Renault have run away with the first two races of 2005 while Colombian Juan Pablo Montoya ended 2004 with a victory for Williams in Brazil.
Schumacher, after failing to finish in Australia, was seventh at Sepang while team mate Rubens Barrichello retired.
"There can be no excuses after a race like this," said team boss Jean Todt. "We were beaten by opponents who proved to be stronger than us."
Spaniard Fernando Alonso's win on Sunday makes it more likely that Ferrari will press their new car into service for next month's third round in Bahrain rather than waiting as planned for Spain in May.
Even then, it may not be the immediate world beater the F2004 -- modified for use in the first few races of this season -- proved to be last year.
Renault are improving their car all the time while big-spending Toyota showed clearly with their first Formula One podium they too are rapidly becoming contenders.
Ferrari, winners of the last six constructors' titles while Schumacher has been champion since 2000, are used to having it their own way.
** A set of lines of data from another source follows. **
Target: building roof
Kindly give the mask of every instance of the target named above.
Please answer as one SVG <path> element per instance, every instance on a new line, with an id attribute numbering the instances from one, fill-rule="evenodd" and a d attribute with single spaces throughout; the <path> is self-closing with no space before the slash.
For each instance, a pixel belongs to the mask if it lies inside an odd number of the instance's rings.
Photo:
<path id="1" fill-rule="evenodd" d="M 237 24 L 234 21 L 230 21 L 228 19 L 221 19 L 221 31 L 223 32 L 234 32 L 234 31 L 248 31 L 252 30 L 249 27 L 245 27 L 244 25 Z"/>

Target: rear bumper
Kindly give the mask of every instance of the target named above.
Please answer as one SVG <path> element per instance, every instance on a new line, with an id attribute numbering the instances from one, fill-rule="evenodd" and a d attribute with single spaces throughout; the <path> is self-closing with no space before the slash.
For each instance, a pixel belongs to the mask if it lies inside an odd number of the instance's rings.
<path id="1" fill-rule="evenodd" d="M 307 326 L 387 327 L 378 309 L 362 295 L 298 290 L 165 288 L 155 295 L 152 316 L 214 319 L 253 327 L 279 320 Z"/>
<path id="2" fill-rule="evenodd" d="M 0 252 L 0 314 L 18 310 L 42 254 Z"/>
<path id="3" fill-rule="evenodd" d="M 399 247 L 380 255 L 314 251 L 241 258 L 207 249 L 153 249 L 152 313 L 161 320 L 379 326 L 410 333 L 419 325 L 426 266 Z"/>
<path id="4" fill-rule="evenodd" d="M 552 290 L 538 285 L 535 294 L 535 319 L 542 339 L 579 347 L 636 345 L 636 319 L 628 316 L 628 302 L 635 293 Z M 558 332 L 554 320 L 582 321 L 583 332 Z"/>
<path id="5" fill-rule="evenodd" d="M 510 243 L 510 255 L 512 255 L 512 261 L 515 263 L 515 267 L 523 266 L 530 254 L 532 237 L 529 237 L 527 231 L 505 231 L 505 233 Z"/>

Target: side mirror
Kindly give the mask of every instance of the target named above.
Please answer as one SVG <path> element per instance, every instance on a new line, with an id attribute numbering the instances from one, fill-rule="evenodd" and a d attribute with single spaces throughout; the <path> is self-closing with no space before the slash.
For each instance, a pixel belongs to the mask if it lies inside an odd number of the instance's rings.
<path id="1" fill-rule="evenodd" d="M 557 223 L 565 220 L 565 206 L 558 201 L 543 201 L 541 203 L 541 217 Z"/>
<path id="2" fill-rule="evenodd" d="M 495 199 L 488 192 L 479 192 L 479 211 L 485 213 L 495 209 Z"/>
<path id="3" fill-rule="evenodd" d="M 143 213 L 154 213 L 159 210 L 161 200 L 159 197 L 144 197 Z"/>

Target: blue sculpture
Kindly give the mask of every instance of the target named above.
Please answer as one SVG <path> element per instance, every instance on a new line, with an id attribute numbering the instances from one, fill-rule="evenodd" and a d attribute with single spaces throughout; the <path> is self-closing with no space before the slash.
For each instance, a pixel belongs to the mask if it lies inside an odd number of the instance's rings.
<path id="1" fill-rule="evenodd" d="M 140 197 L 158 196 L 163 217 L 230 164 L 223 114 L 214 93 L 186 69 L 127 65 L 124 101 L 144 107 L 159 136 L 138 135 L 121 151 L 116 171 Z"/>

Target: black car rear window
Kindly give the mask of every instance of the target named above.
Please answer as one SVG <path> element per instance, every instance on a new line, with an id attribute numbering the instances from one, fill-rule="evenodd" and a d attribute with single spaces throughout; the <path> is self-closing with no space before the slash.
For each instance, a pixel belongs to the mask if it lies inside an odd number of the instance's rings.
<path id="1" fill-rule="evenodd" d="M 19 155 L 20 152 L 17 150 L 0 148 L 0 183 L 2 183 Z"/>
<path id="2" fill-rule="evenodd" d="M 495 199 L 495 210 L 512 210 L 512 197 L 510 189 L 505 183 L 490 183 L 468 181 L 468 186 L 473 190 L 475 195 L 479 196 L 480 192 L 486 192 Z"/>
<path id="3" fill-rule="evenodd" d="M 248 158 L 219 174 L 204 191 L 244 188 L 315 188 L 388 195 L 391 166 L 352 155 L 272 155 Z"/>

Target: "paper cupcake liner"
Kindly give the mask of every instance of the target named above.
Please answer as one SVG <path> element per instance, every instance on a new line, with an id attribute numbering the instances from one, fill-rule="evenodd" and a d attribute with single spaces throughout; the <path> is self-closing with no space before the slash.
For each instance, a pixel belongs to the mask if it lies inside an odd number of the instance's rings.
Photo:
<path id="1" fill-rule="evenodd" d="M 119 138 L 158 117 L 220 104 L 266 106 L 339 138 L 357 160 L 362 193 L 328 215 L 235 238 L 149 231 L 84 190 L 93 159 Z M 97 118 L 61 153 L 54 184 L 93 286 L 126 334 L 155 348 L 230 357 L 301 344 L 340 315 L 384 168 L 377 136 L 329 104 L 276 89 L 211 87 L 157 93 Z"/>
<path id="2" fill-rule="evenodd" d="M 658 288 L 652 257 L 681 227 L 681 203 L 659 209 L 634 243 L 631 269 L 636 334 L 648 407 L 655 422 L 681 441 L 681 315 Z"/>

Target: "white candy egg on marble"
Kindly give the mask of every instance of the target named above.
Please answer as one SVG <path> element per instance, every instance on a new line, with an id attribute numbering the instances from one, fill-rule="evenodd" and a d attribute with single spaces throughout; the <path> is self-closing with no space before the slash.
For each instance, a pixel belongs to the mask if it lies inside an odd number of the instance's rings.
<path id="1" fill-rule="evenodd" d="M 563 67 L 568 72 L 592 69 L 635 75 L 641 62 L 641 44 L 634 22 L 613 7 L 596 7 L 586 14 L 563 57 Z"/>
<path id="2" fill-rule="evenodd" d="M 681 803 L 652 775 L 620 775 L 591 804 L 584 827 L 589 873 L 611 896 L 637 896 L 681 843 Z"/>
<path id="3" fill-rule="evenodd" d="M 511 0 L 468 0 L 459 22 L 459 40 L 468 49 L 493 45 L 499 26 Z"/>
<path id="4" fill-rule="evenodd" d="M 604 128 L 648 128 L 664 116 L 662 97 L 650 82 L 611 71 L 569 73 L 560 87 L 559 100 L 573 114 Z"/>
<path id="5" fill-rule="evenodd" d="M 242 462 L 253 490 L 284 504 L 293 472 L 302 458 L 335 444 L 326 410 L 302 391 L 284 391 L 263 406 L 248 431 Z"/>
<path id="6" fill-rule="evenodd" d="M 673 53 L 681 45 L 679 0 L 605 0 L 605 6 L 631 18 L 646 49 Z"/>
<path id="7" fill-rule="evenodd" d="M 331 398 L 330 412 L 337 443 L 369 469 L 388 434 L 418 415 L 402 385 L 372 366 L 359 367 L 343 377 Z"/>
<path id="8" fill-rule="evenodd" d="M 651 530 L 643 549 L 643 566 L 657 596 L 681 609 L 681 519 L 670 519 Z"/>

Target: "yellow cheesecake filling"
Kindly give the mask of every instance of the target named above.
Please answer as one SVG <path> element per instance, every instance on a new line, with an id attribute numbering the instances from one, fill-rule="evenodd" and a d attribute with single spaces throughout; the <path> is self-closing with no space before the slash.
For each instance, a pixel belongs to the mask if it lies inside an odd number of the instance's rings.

Even if the season is young, with 17 races still to go, they are on the back foot.
"The question is how good the new Ferrari will be," said Germany's Nick Heidfeld after finishing third for Williams on Sunday.
"At the moment they are struggling and it is obvious they are not the quickest team any more like the last couple of years when they were dominating.
"I think it is a very different situation for them, they are not used to it and it will be interesting to see how they handle it."
Ferrari have few friends in the paddock at the moment, with eight rival teams writing to FIAT and Ferrari boss Luca di Montezemolo at the weekend to complain about the team's "highly disrespectful" attitude towards testing and cost-cutting.
The last time the champions were so far off the pace was that race in Hungary and the Italian media was merciless in its criticism.
Ferrari will fight back, and it would be a brave soul who bet against them winning races again before long, but they cannot afford to waste much more time.
"There is no question at the moment the gap with Renault is very big," said Schumacher on Sunday. "If after five or six races we are still struggling then we won't have to bother talking about the championship.
"I can see how it's hard to understand how we won 15 races last season and coming here we are fighting for seventh," added the German, who has two points to Alonso's 16. "But things can turn around very, very fast.
"It's obvious the other teams are doing a better job in several areas and I don't expect a giant leap in Bahrain. It's clear we must improve."